Wednesday, April 27, 2011

A Moustache Crisis?

I grew up with a very specific idea of what a "midlife crisis" was all about. First, only men had them. I don't know why, but women didn't have midlife crises. They were doomed to suffer quietly at home, burdened by the weight of children and their man-children husbands. They were never allowed the luxury of a good, obnoxious midlife crisis.

No, it was always men, and it was always a particular kind of crisis. It involved a sports car (usually a Corvette, God knows why). It involved a gold chain and open shirt. And invariably it involved a woman "half his age." So there you had him ... an aging, somewhat pathetic Lothario, driving around in his loud car with his medallion perched on his belly under the steering wheel, his bored and sexually frustrated wife/girlfriend in the passenger seat applying lipstick in the mirror and trying to keep her hair in place.

I don't know how this ended up becoming my image of a midlife crisis, but it did. Was it because I grew up in the '70s? Was it because I actually knew that guy? I don't know. Yes to all of the above.

I'm 39 now, which is crazy to think about, because I don't actually feel a day over about 23 or 24. Well, actually, when I was 23 and 24, I had a 1-year-old baby and two jobs and made about $11,000 a year, so maybe that's not the best age to idealize. Life was freaking hard, a lot harder than it is now. Maybe it's more like I don't feel a day over about 12.

The point is, my own midlife crisis has been in my mind more and more as I near 40, and I'm really curious what shape it will take. I wonder about it sometimes as I'm driving between the various places I drop my kids off. Will I decide to start growing hallucinogenic mushrooms in my laundry room? Will I try to learn Chinese or get into classical music? Mostly, though, I wonder: will I buy a sports car, get a chain and take up with a woman half my age? These images we form in childhood are hard to kill.

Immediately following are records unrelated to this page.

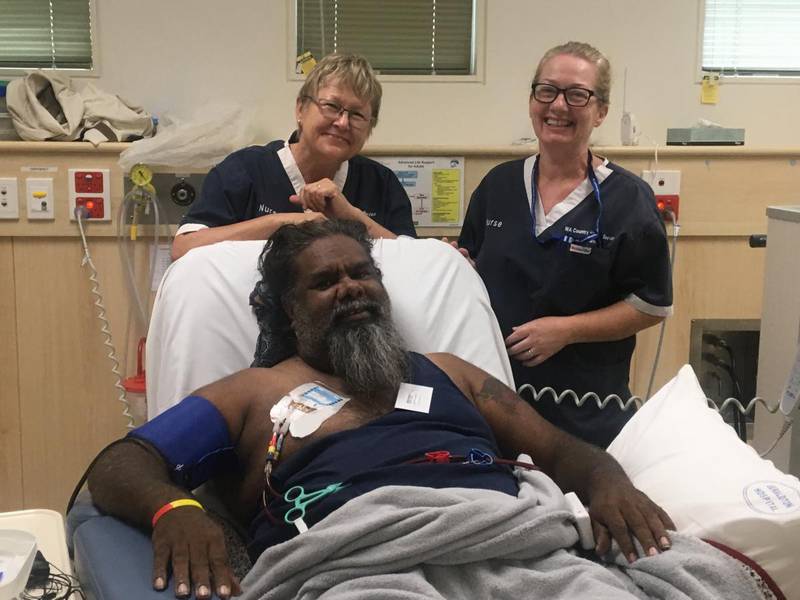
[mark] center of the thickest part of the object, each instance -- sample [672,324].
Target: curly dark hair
[276,339]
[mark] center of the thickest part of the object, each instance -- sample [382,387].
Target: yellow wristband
[175,504]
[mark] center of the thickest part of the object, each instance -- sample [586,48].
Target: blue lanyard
[595,236]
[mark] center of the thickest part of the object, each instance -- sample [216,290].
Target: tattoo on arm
[495,392]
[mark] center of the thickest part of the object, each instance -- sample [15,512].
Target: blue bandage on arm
[193,438]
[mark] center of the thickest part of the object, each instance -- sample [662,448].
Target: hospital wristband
[175,504]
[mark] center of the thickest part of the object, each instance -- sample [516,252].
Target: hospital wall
[58,403]
[173,57]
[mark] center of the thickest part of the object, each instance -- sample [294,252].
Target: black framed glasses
[332,110]
[547,94]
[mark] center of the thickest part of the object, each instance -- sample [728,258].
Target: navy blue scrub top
[252,182]
[528,279]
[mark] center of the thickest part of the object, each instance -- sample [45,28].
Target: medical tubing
[675,231]
[130,278]
[625,404]
[787,425]
[101,315]
[579,401]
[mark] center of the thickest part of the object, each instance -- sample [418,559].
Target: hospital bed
[675,448]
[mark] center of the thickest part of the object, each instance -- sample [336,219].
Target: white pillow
[203,329]
[687,459]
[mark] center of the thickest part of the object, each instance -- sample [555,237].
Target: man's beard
[367,354]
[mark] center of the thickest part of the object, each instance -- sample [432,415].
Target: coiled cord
[80,214]
[636,400]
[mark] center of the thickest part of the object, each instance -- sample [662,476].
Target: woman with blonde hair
[317,173]
[572,250]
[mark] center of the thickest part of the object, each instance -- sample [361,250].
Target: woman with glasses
[316,174]
[572,250]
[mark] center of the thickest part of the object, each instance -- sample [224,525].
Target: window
[398,37]
[752,38]
[46,34]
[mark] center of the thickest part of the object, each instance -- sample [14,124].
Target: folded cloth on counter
[109,118]
[44,106]
[402,542]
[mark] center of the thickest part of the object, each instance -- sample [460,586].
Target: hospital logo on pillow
[772,498]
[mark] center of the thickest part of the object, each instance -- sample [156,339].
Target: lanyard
[596,235]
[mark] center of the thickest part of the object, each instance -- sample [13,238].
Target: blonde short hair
[588,53]
[350,70]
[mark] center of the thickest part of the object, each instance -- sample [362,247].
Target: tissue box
[705,136]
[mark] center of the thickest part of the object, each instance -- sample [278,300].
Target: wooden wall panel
[715,278]
[69,404]
[11,491]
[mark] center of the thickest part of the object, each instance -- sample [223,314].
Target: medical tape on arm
[193,439]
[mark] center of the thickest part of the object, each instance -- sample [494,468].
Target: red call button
[88,182]
[93,205]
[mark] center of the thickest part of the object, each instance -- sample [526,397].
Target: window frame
[94,72]
[732,78]
[478,46]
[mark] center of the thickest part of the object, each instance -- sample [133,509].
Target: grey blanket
[409,543]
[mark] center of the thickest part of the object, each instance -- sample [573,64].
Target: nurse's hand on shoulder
[325,197]
[297,218]
[535,341]
[463,251]
[190,545]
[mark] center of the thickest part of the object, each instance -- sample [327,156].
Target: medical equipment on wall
[81,214]
[629,129]
[139,202]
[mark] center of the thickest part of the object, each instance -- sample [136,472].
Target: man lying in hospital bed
[455,528]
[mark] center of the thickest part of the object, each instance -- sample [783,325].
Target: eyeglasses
[547,94]
[333,111]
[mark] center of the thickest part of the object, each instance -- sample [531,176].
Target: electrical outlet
[90,188]
[9,199]
[666,186]
[39,198]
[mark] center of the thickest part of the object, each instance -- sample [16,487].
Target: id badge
[311,405]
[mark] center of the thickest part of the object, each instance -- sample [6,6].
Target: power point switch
[666,186]
[9,199]
[40,199]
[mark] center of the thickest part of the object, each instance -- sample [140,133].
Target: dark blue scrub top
[527,279]
[252,182]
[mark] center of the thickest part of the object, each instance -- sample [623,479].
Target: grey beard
[369,357]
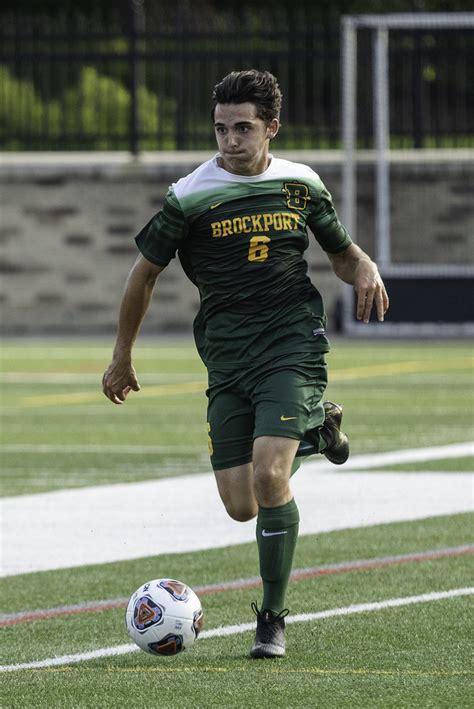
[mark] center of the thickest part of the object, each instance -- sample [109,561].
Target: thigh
[236,488]
[288,398]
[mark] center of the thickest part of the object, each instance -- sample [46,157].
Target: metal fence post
[136,23]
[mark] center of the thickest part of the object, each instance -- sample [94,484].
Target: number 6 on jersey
[258,249]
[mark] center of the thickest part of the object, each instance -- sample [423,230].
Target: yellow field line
[337,375]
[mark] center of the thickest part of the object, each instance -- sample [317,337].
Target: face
[242,138]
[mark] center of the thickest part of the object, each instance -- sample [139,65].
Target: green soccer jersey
[241,240]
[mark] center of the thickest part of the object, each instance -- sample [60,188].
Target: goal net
[409,205]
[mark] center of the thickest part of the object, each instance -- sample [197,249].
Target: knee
[271,484]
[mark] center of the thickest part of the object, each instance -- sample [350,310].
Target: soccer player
[239,225]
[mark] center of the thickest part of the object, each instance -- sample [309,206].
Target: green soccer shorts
[278,398]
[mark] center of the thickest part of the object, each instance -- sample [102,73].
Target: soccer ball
[164,617]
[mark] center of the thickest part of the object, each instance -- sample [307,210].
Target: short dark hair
[252,86]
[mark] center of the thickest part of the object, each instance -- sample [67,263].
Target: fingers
[117,383]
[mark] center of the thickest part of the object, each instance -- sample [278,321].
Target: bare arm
[355,267]
[120,377]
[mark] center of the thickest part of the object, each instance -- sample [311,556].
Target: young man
[239,224]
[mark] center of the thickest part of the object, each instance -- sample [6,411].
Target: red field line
[253,582]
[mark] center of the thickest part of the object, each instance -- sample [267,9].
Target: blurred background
[104,104]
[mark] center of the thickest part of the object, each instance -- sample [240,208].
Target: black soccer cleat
[337,443]
[270,635]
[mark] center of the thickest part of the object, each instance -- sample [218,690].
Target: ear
[272,128]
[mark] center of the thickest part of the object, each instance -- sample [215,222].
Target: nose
[232,139]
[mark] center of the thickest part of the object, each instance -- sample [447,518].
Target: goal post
[451,276]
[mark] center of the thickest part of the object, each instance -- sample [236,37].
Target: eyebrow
[240,123]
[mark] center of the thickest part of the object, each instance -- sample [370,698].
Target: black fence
[139,79]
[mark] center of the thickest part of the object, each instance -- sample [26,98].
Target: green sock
[277,532]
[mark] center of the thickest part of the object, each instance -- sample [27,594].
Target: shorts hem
[295,435]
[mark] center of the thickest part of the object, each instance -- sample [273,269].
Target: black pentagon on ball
[171,644]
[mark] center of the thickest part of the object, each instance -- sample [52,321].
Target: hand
[119,380]
[370,289]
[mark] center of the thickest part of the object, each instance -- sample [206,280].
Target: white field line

No, I don't think so. For one thing, I don't give a shit about cars. I really don't. In fact, I hate them. If I never had to drive again, I'd be happy. If I could live in a city with public transportation, I'd gladly never put my foot on an accelerator again. And as far as taking up with a woman half my age ... oh God no. She'd be 19 years old, and please spare me. Not only do I really and truly love my current wife, but I already went through being 19 and I have no desire to do it again. Lastly, I don't even like jewelry. I don't have a watch, much less have any desire for a gold chain.

If that midlife crisis is out, then what?

I've been working like mad lately—almost literally around the clock. Sadly, when I work like this, my showering habits become somewhat erratic. Let's say that maybe sometimes more than one day will go by before I drag my ass into a shower. And even on the days I do shower, my shaving habits are even more erratic. I've been known to grow almost a full beard from sheer laziness.

Tonight, though, after I showered, I went to shave and looked in the mirror, and I found myself thinking about the kind of man I pictured myself when I was little. I always pictured myself in a suit (which is really funny, considering my previously mentioned showering habits and the fact that I work from home), fabulously wealthy, and for some reason, distracted all the time. Staring at the mirror, I realized fully that I was NOTHING like that guy. I mean, yeah, I'm distracted much of the time, but that's about it. Otherwise, there's nothing about my life that resembles the life I once thought I would live. No suit. No fabulous wealth. I'm not even a Republican, which for some strange reason was also part of the picture.

So I shaved for the first time in a week, scraping away the residue of my own benevolent self-neglect, and I thought, "Maybe I'll grow some crazy ass facial hair." And I didn't shave my moustache. That's right. I left the 'stache. Now this might not seem like the biggest deal in the world to most people, but to me—a guy who's never had a moustache, but who still tells jokes about moustache rides—it was perhaps as close as I've gotten so far to thinking, "My God, I'm getting old. Where did half my life go already?"

My hope is that I'll have the guts to grow a full handlebar moustache. Because one other thing I've discovered about aging is that you care less and less what other people think ... and maybe that's what a good midlife crisis is really all about after all.